Mesdames, Messieurs,
La France traverse une crise silencieuse qui frappe au cœur son monde agricole. Chaque année, plus de trois cents agricultrices et agriculteurs mettent fin à leurs jours. Ce chiffre terrible représente près d’un suicide par jour. Ce ne sont pas des statistiques abstraites : derrière chaque drame, il y a une exploitation agricole bouleversée, une famille dévastée et une communauté rurale meurtrie. Ces femmes et ces hommes, exploitants, salariés, conjoints collaborateurs et aidants qui nourrissent la Nation s’effondrent souvent dans l’ombre. Ils se retrouvent isolés, submergés par des difficultés économiques, administratives et sociales qu’aucun dispositif coordonné ne permet aujourd’hui de prendre en charge efficacement.
Depuis des années, ce constat est parfaitement documenté. Les rapports de la Mutualité sociale agricole, les travaux parlementaires - et notamment ceux de Henri Cabanel et Olivier Damaisin - ont alerté sur la persistance de ce phénomène. Pourtant, aucune politique publique structurée n’a été mise en place à l’échelle nationale. La récente loi d’orientation agricole n’a même pas abordé cette question, laissant ainsi dans l’angle mort des politiques agricoles une crise humaine qui mine le tissu social de nos campagnes.

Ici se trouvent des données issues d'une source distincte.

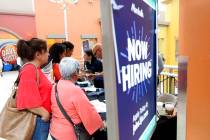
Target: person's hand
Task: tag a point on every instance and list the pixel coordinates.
(46, 116)
(90, 76)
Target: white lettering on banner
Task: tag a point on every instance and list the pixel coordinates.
(134, 74)
(137, 49)
(137, 10)
(139, 117)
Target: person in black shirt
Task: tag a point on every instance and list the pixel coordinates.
(94, 66)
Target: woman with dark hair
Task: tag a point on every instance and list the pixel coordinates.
(57, 52)
(92, 64)
(33, 93)
(69, 48)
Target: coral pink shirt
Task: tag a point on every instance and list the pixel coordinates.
(31, 94)
(77, 106)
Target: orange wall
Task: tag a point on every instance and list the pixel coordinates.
(83, 18)
(195, 43)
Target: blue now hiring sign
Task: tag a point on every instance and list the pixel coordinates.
(134, 24)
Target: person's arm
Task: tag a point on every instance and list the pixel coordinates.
(41, 112)
(90, 118)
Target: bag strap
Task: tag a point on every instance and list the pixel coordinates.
(18, 78)
(61, 107)
(37, 74)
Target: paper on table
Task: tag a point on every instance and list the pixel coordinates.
(99, 106)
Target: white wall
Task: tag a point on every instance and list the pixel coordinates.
(17, 7)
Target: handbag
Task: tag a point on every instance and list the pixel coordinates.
(17, 124)
(80, 131)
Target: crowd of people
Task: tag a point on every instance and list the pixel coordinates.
(57, 74)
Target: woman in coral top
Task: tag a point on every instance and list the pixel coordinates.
(34, 89)
(57, 52)
(75, 103)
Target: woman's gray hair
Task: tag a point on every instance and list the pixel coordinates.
(67, 67)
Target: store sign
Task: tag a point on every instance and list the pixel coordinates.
(134, 24)
(8, 51)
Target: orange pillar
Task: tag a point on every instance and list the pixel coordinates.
(195, 43)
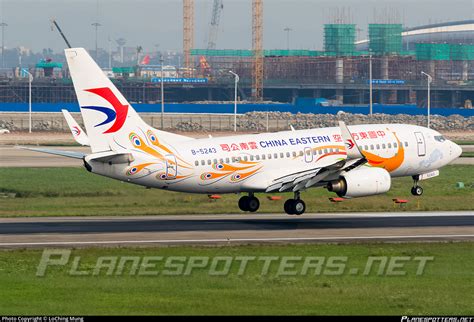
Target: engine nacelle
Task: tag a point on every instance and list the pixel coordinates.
(361, 182)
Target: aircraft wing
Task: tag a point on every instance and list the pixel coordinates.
(304, 179)
(77, 132)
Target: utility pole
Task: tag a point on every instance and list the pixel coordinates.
(370, 85)
(236, 81)
(3, 25)
(430, 79)
(257, 47)
(287, 29)
(162, 93)
(96, 26)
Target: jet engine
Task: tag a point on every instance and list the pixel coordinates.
(361, 182)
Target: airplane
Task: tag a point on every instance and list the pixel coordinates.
(351, 161)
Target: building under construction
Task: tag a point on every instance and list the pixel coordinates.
(340, 72)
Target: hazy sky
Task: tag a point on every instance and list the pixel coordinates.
(152, 23)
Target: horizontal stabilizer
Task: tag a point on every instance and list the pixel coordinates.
(111, 157)
(68, 154)
(77, 132)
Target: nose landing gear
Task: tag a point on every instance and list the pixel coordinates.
(416, 190)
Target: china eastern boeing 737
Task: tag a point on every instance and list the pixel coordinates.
(354, 161)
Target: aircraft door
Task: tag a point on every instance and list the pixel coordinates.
(171, 166)
(308, 155)
(421, 145)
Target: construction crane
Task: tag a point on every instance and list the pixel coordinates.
(257, 46)
(188, 36)
(54, 23)
(217, 7)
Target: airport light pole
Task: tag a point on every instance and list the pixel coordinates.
(30, 79)
(3, 25)
(96, 25)
(370, 85)
(287, 29)
(430, 79)
(235, 98)
(162, 93)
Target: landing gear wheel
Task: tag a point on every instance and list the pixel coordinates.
(288, 206)
(298, 207)
(294, 207)
(417, 191)
(244, 203)
(253, 204)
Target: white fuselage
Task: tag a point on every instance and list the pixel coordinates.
(249, 163)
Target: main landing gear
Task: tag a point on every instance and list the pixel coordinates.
(249, 203)
(416, 190)
(295, 206)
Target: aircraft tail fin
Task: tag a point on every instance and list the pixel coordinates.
(110, 121)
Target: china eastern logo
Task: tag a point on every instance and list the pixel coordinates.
(350, 144)
(117, 115)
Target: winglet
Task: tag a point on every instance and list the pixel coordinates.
(352, 149)
(78, 134)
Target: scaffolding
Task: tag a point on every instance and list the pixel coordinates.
(385, 39)
(339, 39)
(433, 51)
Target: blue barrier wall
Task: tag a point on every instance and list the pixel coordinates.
(244, 108)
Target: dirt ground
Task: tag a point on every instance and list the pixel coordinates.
(55, 138)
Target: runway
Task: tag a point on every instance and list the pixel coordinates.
(234, 229)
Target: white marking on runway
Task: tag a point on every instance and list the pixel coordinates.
(228, 240)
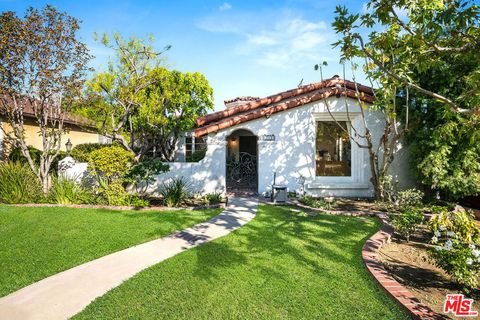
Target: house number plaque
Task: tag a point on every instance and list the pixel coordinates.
(268, 137)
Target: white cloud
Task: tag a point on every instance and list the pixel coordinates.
(225, 6)
(280, 40)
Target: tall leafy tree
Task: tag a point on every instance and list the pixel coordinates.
(423, 57)
(140, 103)
(42, 69)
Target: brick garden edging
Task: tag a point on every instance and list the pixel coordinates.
(371, 259)
(376, 269)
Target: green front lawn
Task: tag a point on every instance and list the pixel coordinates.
(280, 265)
(36, 242)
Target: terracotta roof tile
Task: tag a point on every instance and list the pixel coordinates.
(280, 102)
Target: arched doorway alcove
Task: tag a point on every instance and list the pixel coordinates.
(242, 162)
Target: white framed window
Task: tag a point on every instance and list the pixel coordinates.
(333, 149)
(195, 148)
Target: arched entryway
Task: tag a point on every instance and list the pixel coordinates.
(242, 162)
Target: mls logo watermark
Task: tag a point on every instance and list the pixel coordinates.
(459, 306)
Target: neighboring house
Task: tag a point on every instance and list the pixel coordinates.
(290, 134)
(77, 129)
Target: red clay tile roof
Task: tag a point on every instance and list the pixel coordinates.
(243, 98)
(280, 102)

Le système actuel repose sur une addition de dispositifs éclatés. La Mutualité sociale agricole (MSA), les chambres d’agriculture, les associations, les collectivités territoriales, les réseaux de sentinelles locales ou encore les lignes d’écoute agissent souvent avec engagement et efficacité sur le terrain. Cependant, malgré une feuille de route interministérielle, leurs interventions manquent de coordination nationale, d’un cadre partagé et d’une véritable porte d’entrée unique pour les agricultrices et les agriculteurs. Cette fragmentation crée des inégalités considérables entre territoires et prive trop d’agricultrices et d’agriculteurs d’un accompagnement adapté au moment où ils en ont le plus besoin.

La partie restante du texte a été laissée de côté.